With Leclerc so desperate to make up for his mistake that saw him crash out of the lead in France, Budapest was his race to win as he led at the halfway stage and had both George Russell and his own team-mate Sainz between himself and the recovering Verstappen. On a track that is hard to overtake on, it was still a very strong position despite the Red Bull pace.
Alpine had shown that the hard tyre was not switching in the way that was expected
It’s true that Ferrari was not particularly quick on Sunday after showing the expected dominant Friday pace – as Mark Hughes points out – but all of the signs were there to tell it what not to do.
Ferrari hadn’t tried the hard tyre on Friday but other teams had and were clearly avoiding it. Even Pirelli was openly saying pre-race that the hard was going to be a tyre that most teams would hope to not use, because it was both slow and going to be near-impossible to warm-up in cool conditions.
That Ferrari thought a higher-grip track on race day would help get performance from the hard overlooks the fact it had been wet for most of the morning on Sunday, to such an extent the Formula 3 race was run almost exclusively on wet tyres. With only F2 running after that, the track was green, and no better than it would have been on Friday in FP2.
But the glaring warning light for Ferrari came from Alpine. Completely committed to the one-stop – with only one set of mediums available for the race – Fernando Alonso and Esteban Ocon both took on hard tyres on lap 21 and 23 respectively. They provided the example for all other teams that the tyre was not switching on in the way expected.
“When we fitted the hard our simulation was that it would be a difficult couple of laps of warm-up, they would have been slower than the mediums for 10 or 11 laps but then they would have come back by the end of the stint – and it was a 30-lap stint,” Mattia Binotto said after the race.
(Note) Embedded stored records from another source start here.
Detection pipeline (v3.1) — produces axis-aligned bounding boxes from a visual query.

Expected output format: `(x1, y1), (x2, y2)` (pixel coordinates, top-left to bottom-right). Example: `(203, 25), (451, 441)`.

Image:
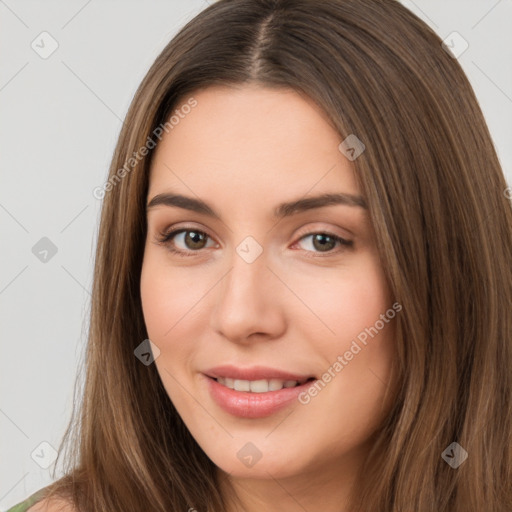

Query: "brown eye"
(155, 228), (210, 256)
(299, 233), (354, 253)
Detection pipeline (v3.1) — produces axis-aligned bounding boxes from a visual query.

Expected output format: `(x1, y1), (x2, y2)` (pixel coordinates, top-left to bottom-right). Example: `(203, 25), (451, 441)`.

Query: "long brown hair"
(40, 0), (512, 512)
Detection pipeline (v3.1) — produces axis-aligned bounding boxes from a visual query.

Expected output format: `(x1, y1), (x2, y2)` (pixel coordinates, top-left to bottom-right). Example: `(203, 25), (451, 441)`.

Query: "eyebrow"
(146, 192), (368, 220)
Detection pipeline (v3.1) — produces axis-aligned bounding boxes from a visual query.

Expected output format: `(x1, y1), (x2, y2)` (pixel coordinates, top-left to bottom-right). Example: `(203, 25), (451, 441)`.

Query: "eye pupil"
(185, 231), (205, 249)
(313, 233), (336, 251)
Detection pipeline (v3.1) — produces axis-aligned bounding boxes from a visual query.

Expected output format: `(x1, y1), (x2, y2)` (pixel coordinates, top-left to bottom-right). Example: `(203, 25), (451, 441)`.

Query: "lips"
(204, 365), (316, 383)
(203, 365), (315, 419)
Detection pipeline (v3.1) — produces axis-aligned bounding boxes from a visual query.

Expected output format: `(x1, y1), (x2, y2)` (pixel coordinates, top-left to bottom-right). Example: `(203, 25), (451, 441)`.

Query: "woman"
(10, 0), (512, 512)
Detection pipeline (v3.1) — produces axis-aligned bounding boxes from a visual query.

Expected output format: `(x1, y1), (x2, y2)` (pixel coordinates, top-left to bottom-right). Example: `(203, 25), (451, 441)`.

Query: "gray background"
(0, 0), (512, 512)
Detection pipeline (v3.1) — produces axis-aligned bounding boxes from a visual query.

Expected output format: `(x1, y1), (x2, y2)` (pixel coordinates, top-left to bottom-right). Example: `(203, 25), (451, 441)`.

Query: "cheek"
(140, 249), (206, 342)
(303, 255), (391, 346)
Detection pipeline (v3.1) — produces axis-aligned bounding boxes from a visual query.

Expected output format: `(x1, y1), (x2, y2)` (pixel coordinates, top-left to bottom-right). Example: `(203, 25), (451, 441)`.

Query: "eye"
(157, 228), (354, 257)
(158, 228), (218, 256)
(297, 232), (354, 255)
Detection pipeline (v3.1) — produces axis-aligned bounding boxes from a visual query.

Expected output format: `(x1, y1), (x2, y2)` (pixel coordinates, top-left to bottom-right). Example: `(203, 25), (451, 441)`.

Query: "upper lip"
(204, 364), (314, 382)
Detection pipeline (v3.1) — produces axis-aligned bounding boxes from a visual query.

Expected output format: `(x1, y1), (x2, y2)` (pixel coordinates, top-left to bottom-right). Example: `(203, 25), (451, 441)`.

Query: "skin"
(141, 85), (395, 512)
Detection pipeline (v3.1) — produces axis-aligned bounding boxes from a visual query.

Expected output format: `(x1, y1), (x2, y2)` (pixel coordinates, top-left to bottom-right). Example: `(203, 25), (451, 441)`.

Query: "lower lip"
(204, 375), (314, 418)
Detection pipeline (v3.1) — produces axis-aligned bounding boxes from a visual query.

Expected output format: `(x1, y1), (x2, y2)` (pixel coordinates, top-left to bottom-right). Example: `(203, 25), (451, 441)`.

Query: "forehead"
(149, 85), (359, 206)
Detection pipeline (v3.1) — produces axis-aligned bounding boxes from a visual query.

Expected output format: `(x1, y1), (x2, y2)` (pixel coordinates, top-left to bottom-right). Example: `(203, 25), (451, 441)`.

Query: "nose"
(211, 244), (290, 344)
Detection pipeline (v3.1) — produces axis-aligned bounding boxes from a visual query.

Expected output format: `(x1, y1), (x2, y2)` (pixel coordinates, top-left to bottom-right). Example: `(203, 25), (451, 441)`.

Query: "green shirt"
(7, 489), (44, 512)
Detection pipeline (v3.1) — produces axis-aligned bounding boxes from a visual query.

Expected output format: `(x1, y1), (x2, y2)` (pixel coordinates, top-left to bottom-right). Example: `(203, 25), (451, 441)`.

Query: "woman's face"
(141, 86), (398, 478)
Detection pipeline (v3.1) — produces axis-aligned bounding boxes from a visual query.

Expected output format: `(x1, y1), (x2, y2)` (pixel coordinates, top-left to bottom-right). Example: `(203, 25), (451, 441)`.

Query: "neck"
(219, 440), (368, 512)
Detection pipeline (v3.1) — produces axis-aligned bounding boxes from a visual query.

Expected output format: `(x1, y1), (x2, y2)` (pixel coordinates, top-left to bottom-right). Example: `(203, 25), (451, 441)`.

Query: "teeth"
(216, 377), (299, 393)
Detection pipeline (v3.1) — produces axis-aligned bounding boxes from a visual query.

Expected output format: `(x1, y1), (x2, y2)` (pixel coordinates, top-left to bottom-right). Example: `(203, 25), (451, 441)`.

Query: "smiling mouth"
(210, 377), (315, 393)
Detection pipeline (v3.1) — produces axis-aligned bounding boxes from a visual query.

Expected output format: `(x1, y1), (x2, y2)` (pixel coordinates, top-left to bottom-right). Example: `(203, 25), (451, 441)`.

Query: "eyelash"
(157, 228), (354, 258)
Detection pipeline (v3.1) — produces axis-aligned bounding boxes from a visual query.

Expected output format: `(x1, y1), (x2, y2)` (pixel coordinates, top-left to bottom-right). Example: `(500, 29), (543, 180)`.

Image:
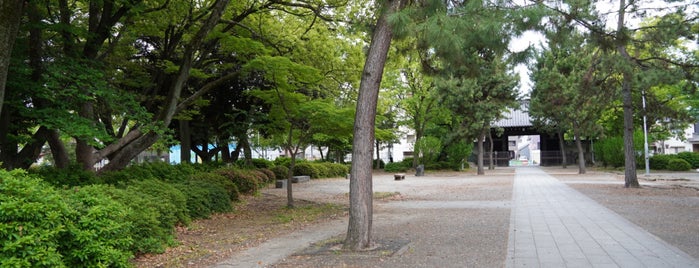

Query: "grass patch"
(274, 204), (345, 224)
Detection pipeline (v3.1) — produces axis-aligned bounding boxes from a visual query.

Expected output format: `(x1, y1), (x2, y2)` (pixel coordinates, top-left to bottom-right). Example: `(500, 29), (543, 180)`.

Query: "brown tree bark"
(0, 0), (24, 119)
(476, 131), (485, 175)
(573, 123), (586, 174)
(616, 0), (640, 188)
(343, 0), (404, 250)
(180, 120), (192, 163)
(557, 130), (568, 168)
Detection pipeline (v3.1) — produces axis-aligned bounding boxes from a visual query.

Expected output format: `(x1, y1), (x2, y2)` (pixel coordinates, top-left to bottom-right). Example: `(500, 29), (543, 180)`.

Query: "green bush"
(294, 161), (320, 179)
(446, 141), (473, 170)
(271, 166), (289, 180)
(677, 152), (699, 168)
(0, 170), (69, 267)
(383, 162), (408, 172)
(259, 168), (277, 183)
(29, 164), (99, 187)
(324, 163), (349, 178)
(273, 156), (292, 168)
(648, 154), (675, 170)
(594, 137), (625, 167)
(111, 187), (175, 253)
(311, 162), (333, 178)
(59, 185), (133, 267)
(191, 172), (240, 201)
(176, 180), (232, 219)
(371, 159), (386, 169)
(126, 180), (191, 229)
(400, 157), (413, 168)
(667, 158), (692, 171)
(215, 167), (261, 194)
(425, 161), (454, 170)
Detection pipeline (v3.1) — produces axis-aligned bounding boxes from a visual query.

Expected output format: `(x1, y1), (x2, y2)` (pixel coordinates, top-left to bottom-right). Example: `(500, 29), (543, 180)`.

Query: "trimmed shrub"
(126, 180), (191, 229)
(311, 162), (333, 178)
(371, 159), (386, 169)
(259, 168), (277, 183)
(271, 166), (289, 180)
(29, 163), (99, 187)
(0, 170), (69, 267)
(190, 172), (240, 201)
(176, 180), (232, 219)
(215, 168), (260, 194)
(111, 185), (175, 253)
(273, 157), (292, 168)
(294, 161), (320, 179)
(383, 162), (408, 172)
(324, 163), (349, 177)
(677, 152), (699, 168)
(667, 158), (692, 171)
(59, 185), (133, 267)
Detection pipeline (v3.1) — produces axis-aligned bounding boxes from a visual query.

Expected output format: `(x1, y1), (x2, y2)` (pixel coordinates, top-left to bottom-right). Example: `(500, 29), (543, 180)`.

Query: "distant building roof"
(495, 100), (532, 127)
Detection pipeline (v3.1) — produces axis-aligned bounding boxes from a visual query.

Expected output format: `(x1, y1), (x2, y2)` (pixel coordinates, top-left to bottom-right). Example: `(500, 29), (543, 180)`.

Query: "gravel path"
(213, 168), (699, 267)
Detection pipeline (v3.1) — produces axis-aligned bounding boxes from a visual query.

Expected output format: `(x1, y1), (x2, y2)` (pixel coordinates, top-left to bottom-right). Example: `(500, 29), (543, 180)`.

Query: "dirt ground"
(134, 169), (699, 267)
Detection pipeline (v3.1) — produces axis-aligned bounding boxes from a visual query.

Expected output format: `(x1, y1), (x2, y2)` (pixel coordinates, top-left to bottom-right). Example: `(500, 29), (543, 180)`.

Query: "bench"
(274, 175), (311, 188)
(291, 175), (311, 183)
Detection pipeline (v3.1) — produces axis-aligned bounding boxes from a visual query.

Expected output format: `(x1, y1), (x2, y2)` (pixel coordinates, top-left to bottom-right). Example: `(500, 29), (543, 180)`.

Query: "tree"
(542, 0), (699, 187)
(530, 24), (617, 174)
(244, 57), (325, 208)
(0, 0), (24, 119)
(343, 0), (405, 250)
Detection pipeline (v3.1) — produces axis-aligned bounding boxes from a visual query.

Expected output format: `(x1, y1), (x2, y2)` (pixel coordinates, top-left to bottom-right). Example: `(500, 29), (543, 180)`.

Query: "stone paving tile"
(507, 167), (699, 267)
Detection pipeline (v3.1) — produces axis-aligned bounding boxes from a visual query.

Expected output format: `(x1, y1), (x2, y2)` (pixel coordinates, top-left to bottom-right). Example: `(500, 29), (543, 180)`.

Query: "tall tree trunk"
(557, 130), (568, 168)
(573, 124), (586, 174)
(374, 140), (381, 169)
(284, 125), (296, 208)
(0, 0), (24, 119)
(488, 129), (495, 170)
(92, 0), (230, 171)
(343, 0), (404, 250)
(616, 0), (640, 188)
(46, 130), (70, 168)
(180, 120), (192, 163)
(477, 132), (485, 175)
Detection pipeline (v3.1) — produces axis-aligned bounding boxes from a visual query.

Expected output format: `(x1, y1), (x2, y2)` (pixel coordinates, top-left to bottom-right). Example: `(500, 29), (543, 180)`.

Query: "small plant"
(383, 162), (408, 172)
(667, 158), (692, 171)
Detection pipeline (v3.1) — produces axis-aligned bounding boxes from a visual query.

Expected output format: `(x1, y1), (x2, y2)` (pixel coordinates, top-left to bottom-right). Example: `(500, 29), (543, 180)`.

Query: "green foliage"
(415, 136), (442, 166)
(271, 165), (289, 180)
(648, 154), (675, 170)
(667, 158), (692, 171)
(273, 157), (292, 168)
(371, 159), (386, 169)
(126, 179), (191, 229)
(294, 162), (320, 179)
(59, 185), (134, 267)
(401, 157), (413, 168)
(29, 163), (99, 187)
(111, 187), (175, 253)
(236, 158), (274, 168)
(191, 172), (240, 201)
(383, 162), (412, 172)
(215, 167), (262, 194)
(595, 137), (624, 167)
(445, 141), (473, 170)
(294, 161), (349, 179)
(0, 169), (68, 267)
(176, 179), (232, 219)
(677, 152), (699, 168)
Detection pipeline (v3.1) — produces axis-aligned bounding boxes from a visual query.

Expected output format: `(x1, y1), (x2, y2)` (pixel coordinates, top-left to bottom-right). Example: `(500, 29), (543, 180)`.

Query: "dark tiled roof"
(495, 102), (532, 127)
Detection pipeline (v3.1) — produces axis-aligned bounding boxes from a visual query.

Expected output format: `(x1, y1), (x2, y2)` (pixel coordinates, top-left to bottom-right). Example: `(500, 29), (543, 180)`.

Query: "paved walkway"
(507, 167), (699, 268)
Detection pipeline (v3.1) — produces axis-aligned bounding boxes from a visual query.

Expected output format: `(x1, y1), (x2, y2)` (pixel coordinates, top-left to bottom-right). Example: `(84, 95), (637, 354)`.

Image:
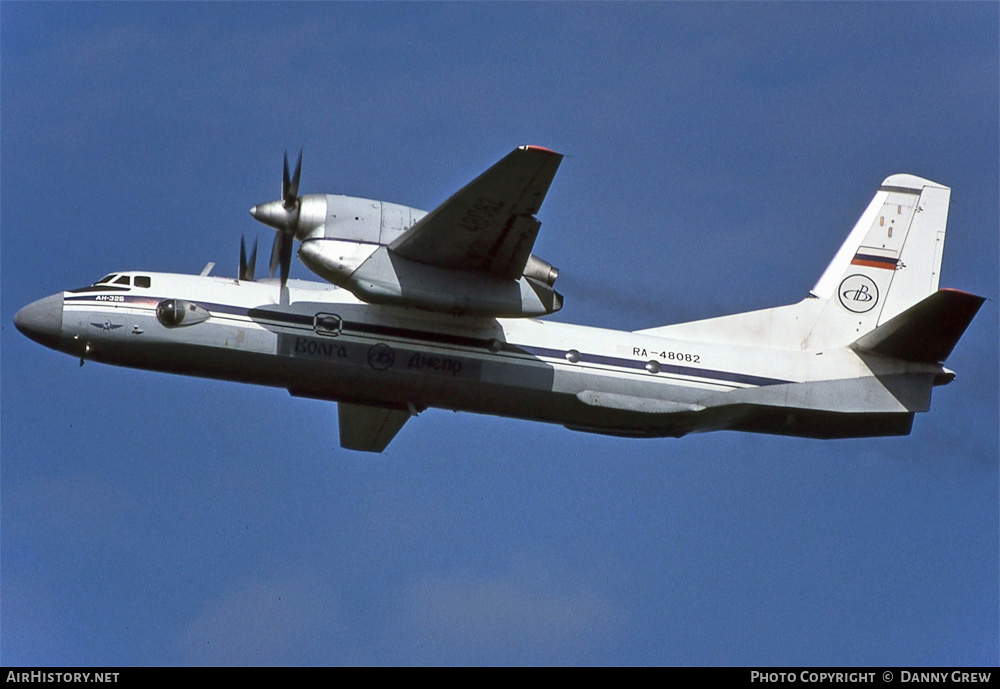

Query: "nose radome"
(14, 294), (63, 348)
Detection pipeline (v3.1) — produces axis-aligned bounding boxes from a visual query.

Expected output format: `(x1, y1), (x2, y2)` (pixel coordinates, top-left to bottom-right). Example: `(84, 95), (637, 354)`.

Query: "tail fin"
(853, 289), (986, 364)
(805, 175), (961, 349)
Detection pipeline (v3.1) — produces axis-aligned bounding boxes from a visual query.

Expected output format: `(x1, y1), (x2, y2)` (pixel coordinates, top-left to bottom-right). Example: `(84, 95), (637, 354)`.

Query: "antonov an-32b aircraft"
(14, 146), (984, 452)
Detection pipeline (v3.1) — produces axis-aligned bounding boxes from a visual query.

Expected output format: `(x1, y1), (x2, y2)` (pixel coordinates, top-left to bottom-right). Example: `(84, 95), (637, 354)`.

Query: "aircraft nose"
(14, 294), (62, 349)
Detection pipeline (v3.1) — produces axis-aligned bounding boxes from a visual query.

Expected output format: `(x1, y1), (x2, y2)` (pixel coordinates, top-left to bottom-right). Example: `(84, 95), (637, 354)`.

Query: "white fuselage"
(19, 272), (942, 437)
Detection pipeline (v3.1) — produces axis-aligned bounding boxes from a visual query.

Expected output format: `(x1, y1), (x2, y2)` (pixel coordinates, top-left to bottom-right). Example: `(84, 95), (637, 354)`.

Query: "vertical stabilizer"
(804, 175), (951, 349)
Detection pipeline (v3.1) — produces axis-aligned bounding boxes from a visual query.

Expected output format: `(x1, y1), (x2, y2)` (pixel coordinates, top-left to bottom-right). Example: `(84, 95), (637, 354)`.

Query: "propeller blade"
(271, 232), (295, 287)
(281, 151), (302, 210)
(281, 230), (295, 287)
(240, 235), (257, 282)
(268, 232), (285, 277)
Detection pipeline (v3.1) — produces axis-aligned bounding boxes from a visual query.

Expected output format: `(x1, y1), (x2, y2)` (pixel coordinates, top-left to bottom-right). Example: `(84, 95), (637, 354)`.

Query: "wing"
(337, 402), (410, 452)
(389, 146), (562, 280)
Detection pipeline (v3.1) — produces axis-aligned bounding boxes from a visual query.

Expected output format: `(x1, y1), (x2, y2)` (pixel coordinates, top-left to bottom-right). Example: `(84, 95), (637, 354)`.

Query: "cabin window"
(313, 313), (344, 337)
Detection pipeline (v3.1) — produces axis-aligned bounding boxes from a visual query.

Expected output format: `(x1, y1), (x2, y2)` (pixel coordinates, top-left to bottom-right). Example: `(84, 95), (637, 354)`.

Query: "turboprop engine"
(250, 154), (562, 317)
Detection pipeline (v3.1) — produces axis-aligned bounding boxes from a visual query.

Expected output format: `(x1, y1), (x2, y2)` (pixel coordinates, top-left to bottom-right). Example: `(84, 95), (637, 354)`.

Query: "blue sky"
(0, 2), (1000, 665)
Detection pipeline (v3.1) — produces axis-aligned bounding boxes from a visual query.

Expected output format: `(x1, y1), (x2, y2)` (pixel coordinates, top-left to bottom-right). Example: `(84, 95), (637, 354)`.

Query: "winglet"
(852, 289), (986, 364)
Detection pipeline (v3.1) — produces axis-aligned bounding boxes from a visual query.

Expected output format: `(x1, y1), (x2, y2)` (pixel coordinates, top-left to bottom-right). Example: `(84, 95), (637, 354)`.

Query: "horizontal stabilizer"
(337, 402), (410, 452)
(853, 289), (986, 364)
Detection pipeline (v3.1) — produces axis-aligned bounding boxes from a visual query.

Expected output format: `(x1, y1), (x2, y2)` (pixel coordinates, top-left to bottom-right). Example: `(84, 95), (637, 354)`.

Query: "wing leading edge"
(389, 146), (562, 280)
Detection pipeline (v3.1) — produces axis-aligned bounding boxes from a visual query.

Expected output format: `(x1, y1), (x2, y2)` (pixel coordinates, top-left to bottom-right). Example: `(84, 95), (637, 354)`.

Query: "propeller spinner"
(250, 151), (302, 287)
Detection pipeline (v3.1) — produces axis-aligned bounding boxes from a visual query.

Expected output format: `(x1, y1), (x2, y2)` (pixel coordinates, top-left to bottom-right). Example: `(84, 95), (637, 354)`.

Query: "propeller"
(239, 235), (257, 282)
(249, 151), (302, 287)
“So we fitted the hard tires at the time because it was a 30-lap stint and we were trying to protect position to Max and it would have been too long certainly on the soft. Our choice and our analysis was, yes, it would be difficult at the start of the stint but it would come back by the end.”
Except, Leclerc was brought in some 17 laps after Alonso had taken on the hard tyre, and at that stage of the race the Spaniard’s pace had not improved from what he had been capable of at the start of the stint despite the fuel load going down, and nor had Ocon’s ahead of him.
The strategists are paid to look at such scenarios and work out the quickest way to the end of the race. Alpine was showing Ferrari that the hard tyre was not it, but the warning wasn’t heeded. Despite that, Binotto attempted to direct the blame away from his team.